Prerequisites (iSCSI client)

OpenEBS configuration flow

OpenEBS provides block volume support through the iSCSI protocol. Therefore, the iSCSI client (initiator) presence on all Kubernetes nodes is required. Choose the platform below to find the steps to verify if the iSCSI client is installed and running or to find the steps to install the iSCSI client.

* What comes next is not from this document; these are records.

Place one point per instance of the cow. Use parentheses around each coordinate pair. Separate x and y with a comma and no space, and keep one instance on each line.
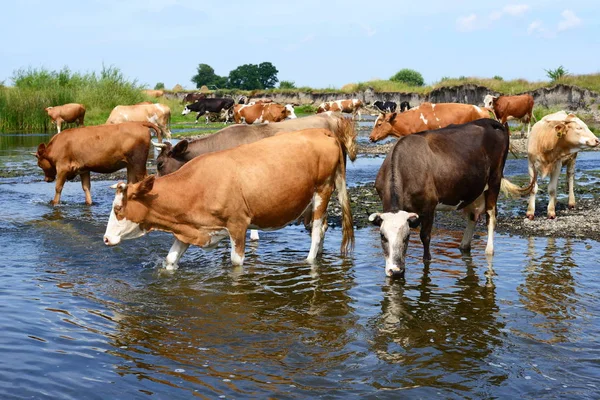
(459,167)
(206,106)
(153,93)
(351,106)
(257,113)
(171,158)
(424,117)
(388,106)
(157,114)
(100,148)
(192,97)
(263,185)
(554,143)
(71,112)
(511,107)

Choose the platform for iSCSI client settings

Prerequisites - 图2Ubuntu

Prerequisites - 图3RHEL

Prerequisites - 图4CentOS

Prerequisites - 图5EKS

Prerequisites - 图6GKE

Prerequisites - 图7AKS

Prerequisites - 图8OpenShift

Prerequisites - 图9Rancher

Prerequisites - 图10ICP

Prerequisites - 图11 DigitalOcean

Provide feedback if a platform is missing in the above list.

Linux platforms

Installation of the iSCSI initiator service and tools depends on your host O/S or the kubelet container. You can follow the below steps for installation/verification of the required packages. It is a mandatory step to verify the iSCSI services and make sure that it is running on all the worker nodes. OpenEBS uses the iSCSI protocol to connect to the block volumes.

Ubuntu

Verify iSCSI services are configured

If an iSCSI initiator is already installed on your node, check that the initiator name is configured and iSCSI service is running using the following commands.

  1. sudo cat /etc/iscsi/initiatorname.iscsi
  2. systemctl status iscsid

If service status is showing as Inactive, then you may have to enable and start the iscsid service using the following command.

  1. sudo systemctl enable iscsid && sudo systemctl start iscsid

The following is the expected output.

  1. systemctl status iscsid
  2.  iscsid.service - iSCSI initiator daemon (iscsid)
  3.    Loaded: loaded (/lib/systemd/system/iscsid.service; disabled; vendor preset: enabled)
  4.    Active: active (running) since Mon 2019-02-18 11:00:07 UTC; 1min 51s ago
  5.      Docs: man:iscsid(8)
  6.   Process: 11185 ExecStart=/sbin/iscsid (code=exited, status=0/SUCCESS)
  7.   Process: 11170 ExecStartPre=/lib/open-iscsi/startup-checks.sh (code=exited, status=0/SUCCESS)
  8.  Main PID: 11187 (iscsid)
  9.     Tasks: 2 (limit: 4915)
  10.    CGroup: /system.slice/iscsid.service
  11.            ├─11186 /sbin/iscsid
  12.            └─11187 /sbin/iscsid

Install the iSCSI tools

If an iSCSI initiator is not installed on your node, install open-iscsi packages using the following commands.

  1. sudo apt-get update
  2. sudo apt-get install open-iscsi
  3. sudo service open-iscsi restart

You can verify the iSCSI installation from above section.

Red Hat Enterprise Linux

Verify iSCSI services are configured

In Red Hat Enterprise Linux 7, the iSCSI service is lazily started by default: the service starts after running the iscsiadm command. If an iSCSI initiator is already installed on the node, check that the initiator name is configured using the following command.

  1.  cat /etc/iscsi/initiatorname.iscsi

Check iSCSI service is running using the following command.

  1.  systemctl status iscsid

If the status is showing as Inactive, then you may have to enable and start the iscsid service using the following command.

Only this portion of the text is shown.